Доменико прошелся по комнате раз-другой, сказал властно:
– Скинь с себя это, – и пренебрежительным жестом уточнил, что именно.
– Сейчас.
Он насмешливо следил за женщиной, но она так живо разделась выше пояса, что Доменико помрачнел.
– Подойди.
Женщина подошла.
Большие дряблые груди грузно провисали к животу.
– На что это похоже, не стыдно? Сколько тебе лет?
– А не все равно? – Женщина глядела в сторону.– Какая есть – есть.
Но не вызвала у него жалости. Наоборот, пробудила горечь. И накатила злость на всю Камору, на всех каморцев за издевательства, унижение, оскорбление, страх – и вот овцой стояла перед ним одна из них, он мог отыграться, поизмываться, и жажда мщения взметнула его руку – давай, давай! – пальцы его грубо схватили грудь женщины, и, заглядывая ей в глаза, он все сильней стискивал плоть, спросил:
– Больно?
– Нет пока.
– А теперь?
– Немного...
Изо всех сил сдавил грудь.
– А так, та-а-ак?

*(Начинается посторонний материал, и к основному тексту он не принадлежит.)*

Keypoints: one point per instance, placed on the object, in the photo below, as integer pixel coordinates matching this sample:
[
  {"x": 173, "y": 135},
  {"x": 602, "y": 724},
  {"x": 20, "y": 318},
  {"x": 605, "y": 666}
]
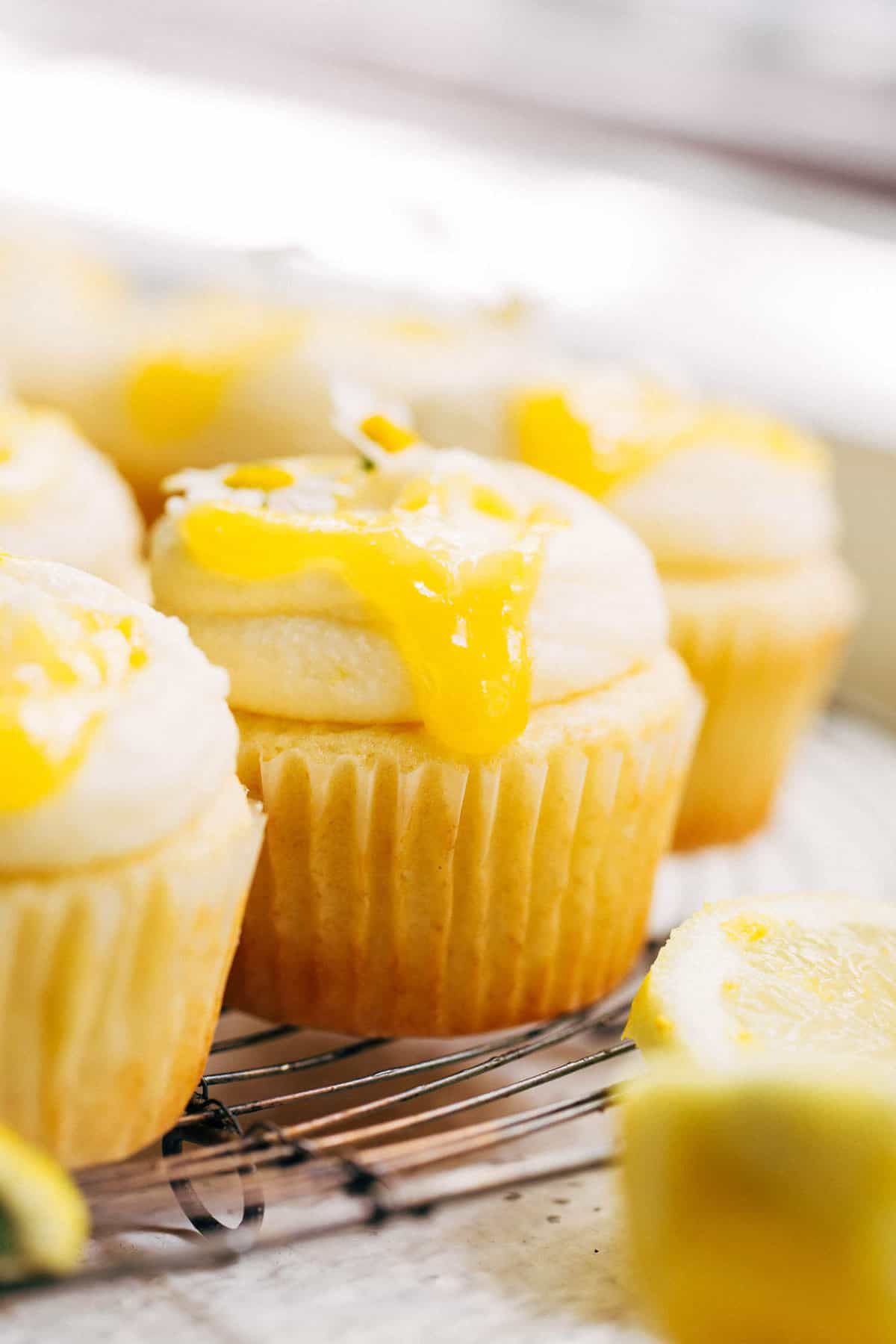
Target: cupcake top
[
  {"x": 58, "y": 309},
  {"x": 60, "y": 499},
  {"x": 113, "y": 727},
  {"x": 702, "y": 483},
  {"x": 406, "y": 585}
]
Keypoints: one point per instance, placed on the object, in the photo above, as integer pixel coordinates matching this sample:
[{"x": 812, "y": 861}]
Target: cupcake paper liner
[
  {"x": 111, "y": 981},
  {"x": 765, "y": 655},
  {"x": 405, "y": 892}
]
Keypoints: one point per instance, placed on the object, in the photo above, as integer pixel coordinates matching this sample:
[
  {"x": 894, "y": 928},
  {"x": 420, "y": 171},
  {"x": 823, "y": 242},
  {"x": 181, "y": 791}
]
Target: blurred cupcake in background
[
  {"x": 63, "y": 500},
  {"x": 127, "y": 848},
  {"x": 741, "y": 517},
  {"x": 457, "y": 703},
  {"x": 60, "y": 309},
  {"x": 193, "y": 381}
]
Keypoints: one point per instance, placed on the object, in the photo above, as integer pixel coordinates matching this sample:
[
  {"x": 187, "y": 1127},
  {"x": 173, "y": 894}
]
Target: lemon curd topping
[
  {"x": 260, "y": 476},
  {"x": 453, "y": 593},
  {"x": 390, "y": 436},
  {"x": 626, "y": 436},
  {"x": 58, "y": 667},
  {"x": 175, "y": 393}
]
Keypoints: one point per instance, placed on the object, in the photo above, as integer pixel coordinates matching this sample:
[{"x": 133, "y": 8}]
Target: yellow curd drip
[
  {"x": 458, "y": 617},
  {"x": 173, "y": 394},
  {"x": 57, "y": 670},
  {"x": 260, "y": 476},
  {"x": 554, "y": 438},
  {"x": 390, "y": 436}
]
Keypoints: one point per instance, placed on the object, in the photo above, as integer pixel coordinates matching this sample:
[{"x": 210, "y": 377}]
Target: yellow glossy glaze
[
  {"x": 386, "y": 433},
  {"x": 656, "y": 425},
  {"x": 260, "y": 476},
  {"x": 55, "y": 671},
  {"x": 175, "y": 393},
  {"x": 458, "y": 617}
]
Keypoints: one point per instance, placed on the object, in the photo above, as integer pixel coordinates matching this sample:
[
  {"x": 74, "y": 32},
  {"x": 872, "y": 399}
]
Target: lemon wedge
[
  {"x": 43, "y": 1218},
  {"x": 774, "y": 974},
  {"x": 761, "y": 1203}
]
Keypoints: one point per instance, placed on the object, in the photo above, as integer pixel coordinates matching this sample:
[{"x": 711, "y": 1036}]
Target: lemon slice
[
  {"x": 43, "y": 1218},
  {"x": 761, "y": 1204},
  {"x": 774, "y": 974}
]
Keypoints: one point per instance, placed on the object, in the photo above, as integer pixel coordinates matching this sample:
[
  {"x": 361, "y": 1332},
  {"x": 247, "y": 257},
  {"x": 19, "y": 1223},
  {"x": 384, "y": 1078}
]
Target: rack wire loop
[{"x": 217, "y": 1122}]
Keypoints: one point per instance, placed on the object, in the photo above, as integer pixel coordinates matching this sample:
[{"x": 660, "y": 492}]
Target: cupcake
[
  {"x": 62, "y": 500},
  {"x": 198, "y": 379},
  {"x": 190, "y": 382},
  {"x": 127, "y": 848},
  {"x": 739, "y": 514},
  {"x": 60, "y": 309},
  {"x": 457, "y": 705}
]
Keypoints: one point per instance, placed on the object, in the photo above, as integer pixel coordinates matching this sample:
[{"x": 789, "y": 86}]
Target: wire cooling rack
[
  {"x": 398, "y": 1137},
  {"x": 292, "y": 1135}
]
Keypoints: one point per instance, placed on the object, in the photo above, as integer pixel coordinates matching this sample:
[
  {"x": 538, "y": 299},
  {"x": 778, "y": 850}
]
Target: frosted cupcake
[
  {"x": 193, "y": 381},
  {"x": 127, "y": 848},
  {"x": 457, "y": 705},
  {"x": 741, "y": 517},
  {"x": 62, "y": 500},
  {"x": 60, "y": 309}
]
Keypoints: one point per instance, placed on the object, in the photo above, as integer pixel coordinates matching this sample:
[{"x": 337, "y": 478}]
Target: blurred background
[{"x": 706, "y": 184}]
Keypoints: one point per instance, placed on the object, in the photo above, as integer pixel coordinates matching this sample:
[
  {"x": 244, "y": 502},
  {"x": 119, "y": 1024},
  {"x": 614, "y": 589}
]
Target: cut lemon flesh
[
  {"x": 761, "y": 1206},
  {"x": 774, "y": 974},
  {"x": 43, "y": 1218}
]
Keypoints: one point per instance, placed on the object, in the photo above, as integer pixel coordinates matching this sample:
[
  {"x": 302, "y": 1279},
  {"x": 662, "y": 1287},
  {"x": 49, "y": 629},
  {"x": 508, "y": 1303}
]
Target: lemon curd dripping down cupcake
[
  {"x": 127, "y": 848},
  {"x": 741, "y": 517},
  {"x": 457, "y": 705},
  {"x": 195, "y": 379},
  {"x": 63, "y": 500}
]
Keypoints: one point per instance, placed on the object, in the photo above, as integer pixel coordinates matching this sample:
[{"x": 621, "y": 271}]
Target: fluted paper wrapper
[
  {"x": 111, "y": 981},
  {"x": 408, "y": 893},
  {"x": 766, "y": 659}
]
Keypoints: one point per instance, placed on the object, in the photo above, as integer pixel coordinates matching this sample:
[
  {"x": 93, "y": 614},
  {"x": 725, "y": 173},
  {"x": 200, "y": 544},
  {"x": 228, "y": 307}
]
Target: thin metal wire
[
  {"x": 511, "y": 1050},
  {"x": 368, "y": 1156}
]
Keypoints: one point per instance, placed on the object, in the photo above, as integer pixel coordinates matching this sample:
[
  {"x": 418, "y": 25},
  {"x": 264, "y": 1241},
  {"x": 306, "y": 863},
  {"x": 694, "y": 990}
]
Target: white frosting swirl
[
  {"x": 60, "y": 499},
  {"x": 722, "y": 505},
  {"x": 163, "y": 745},
  {"x": 305, "y": 645}
]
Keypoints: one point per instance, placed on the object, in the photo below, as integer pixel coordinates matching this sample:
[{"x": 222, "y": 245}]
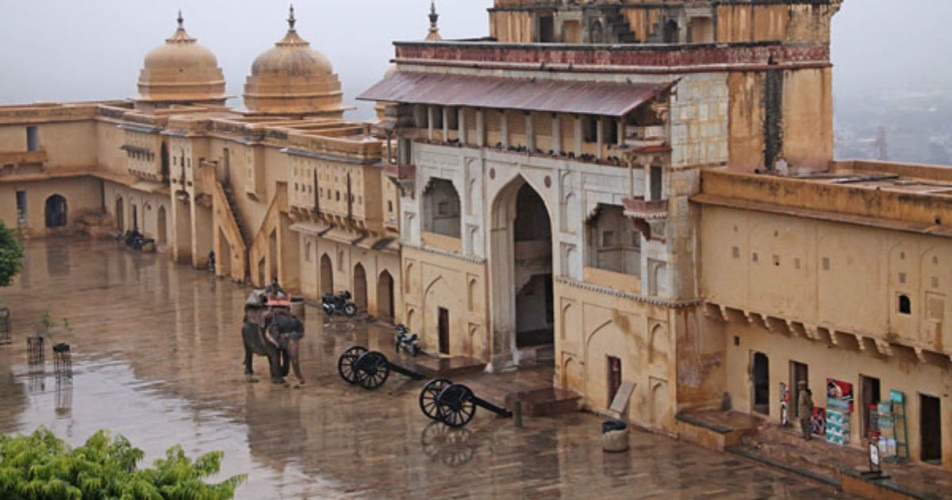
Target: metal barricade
[
  {"x": 62, "y": 362},
  {"x": 6, "y": 337}
]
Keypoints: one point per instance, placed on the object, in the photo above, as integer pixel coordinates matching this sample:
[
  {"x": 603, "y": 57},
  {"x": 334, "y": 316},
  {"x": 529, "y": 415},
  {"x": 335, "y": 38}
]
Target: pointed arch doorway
[{"x": 522, "y": 272}]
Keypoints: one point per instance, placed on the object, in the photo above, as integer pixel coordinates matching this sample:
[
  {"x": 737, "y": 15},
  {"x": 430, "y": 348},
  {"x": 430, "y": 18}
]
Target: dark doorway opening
[
  {"x": 546, "y": 29},
  {"x": 385, "y": 296},
  {"x": 327, "y": 275},
  {"x": 164, "y": 158},
  {"x": 120, "y": 215},
  {"x": 55, "y": 211},
  {"x": 799, "y": 372},
  {"x": 444, "y": 330},
  {"x": 672, "y": 32},
  {"x": 21, "y": 208},
  {"x": 535, "y": 321},
  {"x": 760, "y": 372},
  {"x": 930, "y": 429},
  {"x": 870, "y": 396},
  {"x": 614, "y": 377},
  {"x": 360, "y": 286}
]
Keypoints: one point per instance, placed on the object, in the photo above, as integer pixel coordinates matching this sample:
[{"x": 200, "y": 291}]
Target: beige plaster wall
[
  {"x": 808, "y": 117},
  {"x": 433, "y": 280},
  {"x": 83, "y": 196},
  {"x": 375, "y": 263},
  {"x": 902, "y": 372},
  {"x": 149, "y": 207},
  {"x": 109, "y": 138},
  {"x": 836, "y": 276},
  {"x": 746, "y": 134},
  {"x": 592, "y": 324}
]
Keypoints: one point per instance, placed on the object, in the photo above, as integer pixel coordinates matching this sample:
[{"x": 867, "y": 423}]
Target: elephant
[{"x": 278, "y": 339}]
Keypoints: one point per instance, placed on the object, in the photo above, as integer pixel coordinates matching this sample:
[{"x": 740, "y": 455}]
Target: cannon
[
  {"x": 369, "y": 369},
  {"x": 453, "y": 404}
]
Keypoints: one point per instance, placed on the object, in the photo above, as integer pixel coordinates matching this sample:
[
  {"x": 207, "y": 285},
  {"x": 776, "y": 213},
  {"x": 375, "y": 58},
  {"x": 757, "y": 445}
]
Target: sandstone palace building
[{"x": 628, "y": 191}]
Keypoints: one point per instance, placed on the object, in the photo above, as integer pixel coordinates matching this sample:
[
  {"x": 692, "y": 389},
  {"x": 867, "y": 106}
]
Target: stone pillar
[
  {"x": 429, "y": 122},
  {"x": 578, "y": 135},
  {"x": 530, "y": 133},
  {"x": 601, "y": 136},
  {"x": 446, "y": 124},
  {"x": 504, "y": 129},
  {"x": 480, "y": 127}
]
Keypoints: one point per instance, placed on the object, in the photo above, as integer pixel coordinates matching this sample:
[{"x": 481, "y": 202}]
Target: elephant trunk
[{"x": 293, "y": 354}]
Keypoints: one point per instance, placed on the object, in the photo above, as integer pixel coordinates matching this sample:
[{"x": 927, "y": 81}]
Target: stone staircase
[
  {"x": 233, "y": 207},
  {"x": 617, "y": 24}
]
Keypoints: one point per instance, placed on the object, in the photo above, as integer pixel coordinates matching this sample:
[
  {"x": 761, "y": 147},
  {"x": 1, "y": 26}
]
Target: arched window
[
  {"x": 905, "y": 304},
  {"x": 56, "y": 211},
  {"x": 441, "y": 209}
]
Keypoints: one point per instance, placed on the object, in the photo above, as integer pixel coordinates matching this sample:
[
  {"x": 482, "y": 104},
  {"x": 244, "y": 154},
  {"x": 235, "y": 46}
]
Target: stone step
[
  {"x": 455, "y": 366},
  {"x": 544, "y": 402}
]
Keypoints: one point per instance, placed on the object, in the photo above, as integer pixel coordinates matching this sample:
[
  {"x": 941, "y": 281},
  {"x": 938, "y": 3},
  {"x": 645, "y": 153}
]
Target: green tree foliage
[
  {"x": 11, "y": 255},
  {"x": 42, "y": 467}
]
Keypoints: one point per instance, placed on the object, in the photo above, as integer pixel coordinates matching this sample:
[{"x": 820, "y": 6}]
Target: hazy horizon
[{"x": 108, "y": 39}]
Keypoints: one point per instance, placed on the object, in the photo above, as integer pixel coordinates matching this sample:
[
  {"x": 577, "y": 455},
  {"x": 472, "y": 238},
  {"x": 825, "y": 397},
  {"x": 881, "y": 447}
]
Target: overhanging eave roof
[{"x": 555, "y": 96}]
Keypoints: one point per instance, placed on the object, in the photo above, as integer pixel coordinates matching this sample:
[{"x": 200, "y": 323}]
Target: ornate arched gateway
[{"x": 521, "y": 268}]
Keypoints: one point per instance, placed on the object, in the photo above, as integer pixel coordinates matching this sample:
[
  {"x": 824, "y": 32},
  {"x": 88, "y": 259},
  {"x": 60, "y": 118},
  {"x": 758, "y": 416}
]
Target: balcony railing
[
  {"x": 22, "y": 158},
  {"x": 645, "y": 137},
  {"x": 400, "y": 172},
  {"x": 639, "y": 208}
]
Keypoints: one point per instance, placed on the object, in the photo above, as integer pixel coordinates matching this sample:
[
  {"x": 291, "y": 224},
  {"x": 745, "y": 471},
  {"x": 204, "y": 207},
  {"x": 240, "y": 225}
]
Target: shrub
[
  {"x": 11, "y": 255},
  {"x": 42, "y": 467}
]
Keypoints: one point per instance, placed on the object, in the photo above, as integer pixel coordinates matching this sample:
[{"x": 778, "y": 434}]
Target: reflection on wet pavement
[{"x": 157, "y": 357}]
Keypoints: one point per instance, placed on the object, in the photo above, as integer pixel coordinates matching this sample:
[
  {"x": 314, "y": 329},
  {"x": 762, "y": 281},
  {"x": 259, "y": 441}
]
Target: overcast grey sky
[{"x": 68, "y": 50}]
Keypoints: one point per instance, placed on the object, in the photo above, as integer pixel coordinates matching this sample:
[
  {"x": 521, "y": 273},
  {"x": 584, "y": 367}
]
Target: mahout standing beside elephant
[{"x": 271, "y": 330}]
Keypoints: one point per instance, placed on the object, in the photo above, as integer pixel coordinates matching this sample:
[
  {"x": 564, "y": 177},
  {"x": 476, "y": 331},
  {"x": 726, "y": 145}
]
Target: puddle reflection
[{"x": 449, "y": 446}]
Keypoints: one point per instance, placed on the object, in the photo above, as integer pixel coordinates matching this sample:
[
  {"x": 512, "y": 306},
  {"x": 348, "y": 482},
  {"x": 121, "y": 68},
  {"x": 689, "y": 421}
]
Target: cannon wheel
[
  {"x": 345, "y": 365},
  {"x": 372, "y": 370},
  {"x": 429, "y": 394},
  {"x": 455, "y": 405}
]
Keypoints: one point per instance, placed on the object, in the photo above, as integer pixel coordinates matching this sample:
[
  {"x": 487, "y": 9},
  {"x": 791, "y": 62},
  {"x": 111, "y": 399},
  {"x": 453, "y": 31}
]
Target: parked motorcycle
[
  {"x": 339, "y": 303},
  {"x": 407, "y": 341}
]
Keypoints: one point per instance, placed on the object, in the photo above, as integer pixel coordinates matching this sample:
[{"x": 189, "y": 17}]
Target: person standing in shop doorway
[{"x": 805, "y": 409}]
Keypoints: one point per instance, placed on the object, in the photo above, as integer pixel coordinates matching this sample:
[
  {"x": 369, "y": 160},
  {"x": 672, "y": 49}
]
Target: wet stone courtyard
[{"x": 157, "y": 357}]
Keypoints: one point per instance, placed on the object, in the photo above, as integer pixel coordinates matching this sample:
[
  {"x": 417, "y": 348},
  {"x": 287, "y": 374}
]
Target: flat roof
[{"x": 523, "y": 94}]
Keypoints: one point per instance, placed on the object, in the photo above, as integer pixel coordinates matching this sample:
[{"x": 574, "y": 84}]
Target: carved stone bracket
[{"x": 883, "y": 347}]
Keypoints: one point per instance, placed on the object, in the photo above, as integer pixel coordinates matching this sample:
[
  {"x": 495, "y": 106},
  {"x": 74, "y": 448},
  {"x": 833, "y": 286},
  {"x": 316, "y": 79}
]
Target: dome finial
[
  {"x": 434, "y": 17},
  {"x": 434, "y": 32}
]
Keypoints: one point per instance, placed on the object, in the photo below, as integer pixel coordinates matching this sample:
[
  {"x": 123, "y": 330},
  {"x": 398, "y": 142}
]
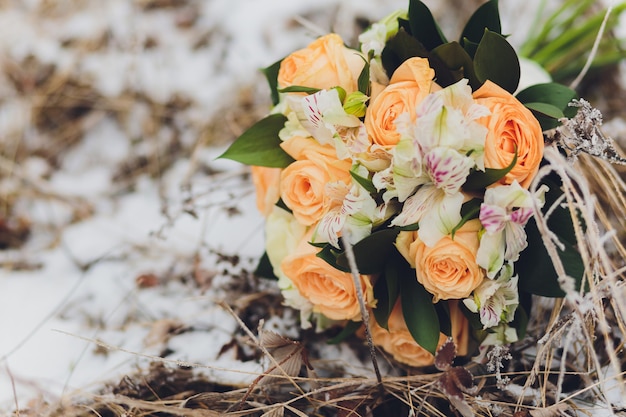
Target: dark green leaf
[
  {"x": 423, "y": 25},
  {"x": 372, "y": 252},
  {"x": 497, "y": 61},
  {"x": 366, "y": 183},
  {"x": 348, "y": 330},
  {"x": 419, "y": 312},
  {"x": 469, "y": 47},
  {"x": 386, "y": 290},
  {"x": 443, "y": 312},
  {"x": 364, "y": 79},
  {"x": 486, "y": 16},
  {"x": 264, "y": 268},
  {"x": 260, "y": 145},
  {"x": 478, "y": 180},
  {"x": 545, "y": 109},
  {"x": 554, "y": 94},
  {"x": 457, "y": 61},
  {"x": 469, "y": 210},
  {"x": 400, "y": 48},
  {"x": 271, "y": 73},
  {"x": 536, "y": 271},
  {"x": 299, "y": 89}
]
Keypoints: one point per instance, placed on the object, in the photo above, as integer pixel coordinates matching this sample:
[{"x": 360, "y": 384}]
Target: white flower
[
  {"x": 503, "y": 214},
  {"x": 283, "y": 233},
  {"x": 375, "y": 37},
  {"x": 495, "y": 300},
  {"x": 352, "y": 208},
  {"x": 322, "y": 116}
]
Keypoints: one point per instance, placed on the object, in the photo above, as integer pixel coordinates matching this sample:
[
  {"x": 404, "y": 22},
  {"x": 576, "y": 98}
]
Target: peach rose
[
  {"x": 398, "y": 341},
  {"x": 303, "y": 182},
  {"x": 409, "y": 85},
  {"x": 324, "y": 64},
  {"x": 447, "y": 270},
  {"x": 510, "y": 125},
  {"x": 266, "y": 182},
  {"x": 330, "y": 291}
]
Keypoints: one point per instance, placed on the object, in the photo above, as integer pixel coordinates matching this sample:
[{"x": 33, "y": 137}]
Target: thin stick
[
  {"x": 594, "y": 50},
  {"x": 359, "y": 292}
]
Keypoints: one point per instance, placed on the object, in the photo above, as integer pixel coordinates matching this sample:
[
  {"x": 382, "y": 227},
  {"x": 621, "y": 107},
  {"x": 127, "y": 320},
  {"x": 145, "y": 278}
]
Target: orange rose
[
  {"x": 398, "y": 342},
  {"x": 324, "y": 64},
  {"x": 447, "y": 270},
  {"x": 330, "y": 291},
  {"x": 510, "y": 125},
  {"x": 409, "y": 85},
  {"x": 266, "y": 182},
  {"x": 303, "y": 182}
]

Говори!
– Скажу, как пожелаете.
– Правду скажи.
– Больно... очень, страшно больно.
– Хорошо-о-о, – Доменико просиял, выпустил грудь. – Давай ложись. Постель в сундуке, вон там. Как следует стели, барахло свое брось на пол, не вздумай класть на стул, слышишь?
– Да, слышу...
Высокомерно отвернулся от нее; неясный тягостный скрип, смутно достигавший сознания все это время, шел, конечно, с улицы. Заплетающимся шагом подошел к окну, небрежно откинул штору – в глаза бросилось что-то серое, громадное, до того странное – не сразу разобрал, не сразу понял, что это было; беззаботно мурлыча, всмотрелся получше и... судорожно вцепился руками в решетку – на больших повозках в Камору ввозили остатки бригады.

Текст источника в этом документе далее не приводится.